3. CHALLENGES AND STRENGTHS 
IN SPANISH 
3.1 Using manually constructed 
patterns 
One of the challenges was self-imposed: because we 
were interested in seeing how far the technology could 
go without purchased linguistics resources, we restricted 
ourselves to using only prelinguistics resources. Some 
of the techniques we used are therefore applicable in all 
languages where significant amounts of online text are 
available. Patrick Jost was very effective in mining 
available online data to find very large lists of person 
names, critical vocabulary items, and organization 
names. A second challenge was that we had very little 
effort to devote to the manual system in Spanish; in 
fact, after a certain point there was insufficient effort 
available to track the evolving set of guidelines for 
Spanish. One strength in the effort was that the 
presence of lower case words in Spanish names (and the 
generally unreliable use of capitalization in the names) 
was straightforwardly handled by the patterns and did not 
pose a difficulty as we would have anticipated. 
3.2 Using a Learned System 
There are several pleasant surprises corresponding to 
strengths in the learned system as applied to Spanish. 
First the learned system could be retrained in a matter of 
five or ten minutes. Therefore, changes to the model 
could be quickly tested. The fact that the government 
released the revised training data very late in the cycle 
of MET did not pose a problem, since the system could 
be retrained so quickly with the updated training data. 
The learned system and model we used proved to be 
highly portable to a new language. The original 
training and understanding modules were not completed 
until the first half of March. Results were very positive 
in English. When we first trained and tested the same 
model in Spanish, the results were so encouraging that 
we decided in April to enter the learned system in MET. 
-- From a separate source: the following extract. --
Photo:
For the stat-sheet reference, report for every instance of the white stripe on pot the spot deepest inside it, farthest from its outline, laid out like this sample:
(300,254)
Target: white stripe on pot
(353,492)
The third strength we found was the use of contextual 
probabilities to predict from the previous word and 
previous category the likelihood of the next word and 
the next category. 
The major challenge is to make the resulting large 
statistical model more understandable by humans, so 
that intuitions can be used to improve it. 
4. LESSONS LEARNED 
We learned the following lessons: 
• High performances are possible using one approach 
across several languages. 
• Text can be mined using simple techniques (such as 
regular expression patterns) to effectively find 
critical vocabulary items. 
• The gap between manually constructed systems 
using patterns and learned systems is shrinking 
dramatically. 
• Probabilistic, learned approaches can be developed 
in a short amount of time. 
• Probabilistic finite state models, which had been 
previously successful in continuous speech 
recognition and in part-of-speech tagging, can be 
applied successfully to multilingual entity finding. 
5. ACKNOWLEDGMENTS 
The work reported here was supported in part by the 
Defense Advanced Research Projects Agency; technical 
agents for part of the work were Rome Laboratory under 
contract number F30602-95-C-0111 and Fort 
Huachucha under contract number DABT63-94-C-0062. 
The views and conclusions contained in this document 
are those of the authors and should not be interpreted as 
necessarily representing the official policies either 
expressed or implied, of the Defense Advanced Research 
Projects Agency or the United States Government. 
Sarah Law and Rusty Bobrow contributed to the work 
on Spanish, Scott Miller and Richard Schwartz 
contributed to the ideas of the learned approach.